Cada vez que celebramos la ordenación de nuevos sacerdotes se nos presenta una oportunidad para reflexionar sobre el don y el misterio del orden sacerdotal en la vida de la Iglesia.
Todos los miembros de la Iglesia se benefician del ministerio de los sacerdotes. Los sacerdotes, los obispos e incluso el mismo papa León dependen del ministerio de los sacerdotes para su vida sacramental. Nadie puede convertirse en sacerdote por sí mismo. Ciertamente existen diferentes estados de vida en la Iglesia – clérigos, laicos, religiosos consagrados – sin embargo, cada miembro de la Iglesia, independientemente de su estado de vida, es un discípulo necesitado del ministerio sacerdotal.
A san Juan Pablo II le gustaba citar a san Juan María Vianney, el cura de Ars, que decía: “El sacerdocio es el amor del corazón de Jesús”.
Jesús es el Cordero Pascual que reveló el amor del Padre y derramó todo su ser por nosotros en su encarnación, Pasión, Muerte y Resurrección.
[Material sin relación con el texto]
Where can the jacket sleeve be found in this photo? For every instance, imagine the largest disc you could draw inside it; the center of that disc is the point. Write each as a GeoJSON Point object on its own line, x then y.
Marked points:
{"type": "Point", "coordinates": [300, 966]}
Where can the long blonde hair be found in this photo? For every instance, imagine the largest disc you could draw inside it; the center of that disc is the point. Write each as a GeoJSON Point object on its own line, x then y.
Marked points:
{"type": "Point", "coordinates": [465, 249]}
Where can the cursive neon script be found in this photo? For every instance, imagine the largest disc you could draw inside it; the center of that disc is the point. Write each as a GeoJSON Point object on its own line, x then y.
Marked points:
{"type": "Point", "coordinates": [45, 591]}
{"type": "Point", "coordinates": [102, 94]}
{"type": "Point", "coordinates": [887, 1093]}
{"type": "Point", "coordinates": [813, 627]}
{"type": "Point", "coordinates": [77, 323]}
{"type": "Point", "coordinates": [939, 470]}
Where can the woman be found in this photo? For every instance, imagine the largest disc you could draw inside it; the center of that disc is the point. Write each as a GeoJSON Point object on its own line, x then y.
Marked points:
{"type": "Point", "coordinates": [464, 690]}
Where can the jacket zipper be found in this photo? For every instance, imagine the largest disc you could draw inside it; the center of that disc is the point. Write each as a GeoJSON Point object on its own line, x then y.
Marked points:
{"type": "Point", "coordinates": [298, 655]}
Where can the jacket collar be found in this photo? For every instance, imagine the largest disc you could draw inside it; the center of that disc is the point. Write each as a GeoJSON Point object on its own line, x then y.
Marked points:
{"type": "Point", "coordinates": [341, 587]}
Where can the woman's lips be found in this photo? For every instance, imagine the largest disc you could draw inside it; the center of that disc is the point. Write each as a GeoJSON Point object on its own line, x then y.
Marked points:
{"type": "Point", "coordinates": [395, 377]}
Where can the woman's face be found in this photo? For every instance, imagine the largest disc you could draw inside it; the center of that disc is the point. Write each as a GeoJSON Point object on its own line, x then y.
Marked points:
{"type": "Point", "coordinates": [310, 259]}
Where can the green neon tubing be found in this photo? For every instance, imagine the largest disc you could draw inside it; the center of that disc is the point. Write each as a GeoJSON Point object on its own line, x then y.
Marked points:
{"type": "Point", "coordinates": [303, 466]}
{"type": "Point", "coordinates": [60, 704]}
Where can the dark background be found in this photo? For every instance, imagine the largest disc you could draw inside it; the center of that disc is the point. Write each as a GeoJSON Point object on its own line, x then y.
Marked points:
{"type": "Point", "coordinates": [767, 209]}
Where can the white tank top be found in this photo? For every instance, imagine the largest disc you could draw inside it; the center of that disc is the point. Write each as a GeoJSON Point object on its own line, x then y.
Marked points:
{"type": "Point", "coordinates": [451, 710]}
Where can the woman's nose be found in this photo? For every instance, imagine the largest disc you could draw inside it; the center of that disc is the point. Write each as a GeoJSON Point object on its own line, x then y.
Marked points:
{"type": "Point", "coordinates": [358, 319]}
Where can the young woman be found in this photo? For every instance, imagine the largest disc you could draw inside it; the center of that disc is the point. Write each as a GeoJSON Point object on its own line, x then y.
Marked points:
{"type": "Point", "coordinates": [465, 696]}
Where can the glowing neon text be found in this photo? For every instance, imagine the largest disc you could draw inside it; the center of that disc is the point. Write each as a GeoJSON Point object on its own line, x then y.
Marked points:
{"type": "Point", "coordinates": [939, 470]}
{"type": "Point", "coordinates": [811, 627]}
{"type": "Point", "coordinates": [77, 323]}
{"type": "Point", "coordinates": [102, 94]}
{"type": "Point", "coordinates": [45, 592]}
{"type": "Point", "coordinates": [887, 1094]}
Es a través del santo sacerdocio que Jesús sigue derramándose para su pueblo.
Cada uno de los siete sacramentos es un signo exterior visible instituido por Cristo, que transmite su gracia invisible. El Sacramento del Orden Sagrado manifiesta la participación en la misión que Cristo confió a sus apóstoles y a sus acompañantes.
El sacerdote es un hombre ordinario configurado sacramentalmente con Jesucristo para que pueda ser un signo eficaz de la presencia de Jesús con su pueblo y para cuidar de él. El Buen Pastor sigue acompañando a su pueblo a través de la humanidad de sus sacerdotes.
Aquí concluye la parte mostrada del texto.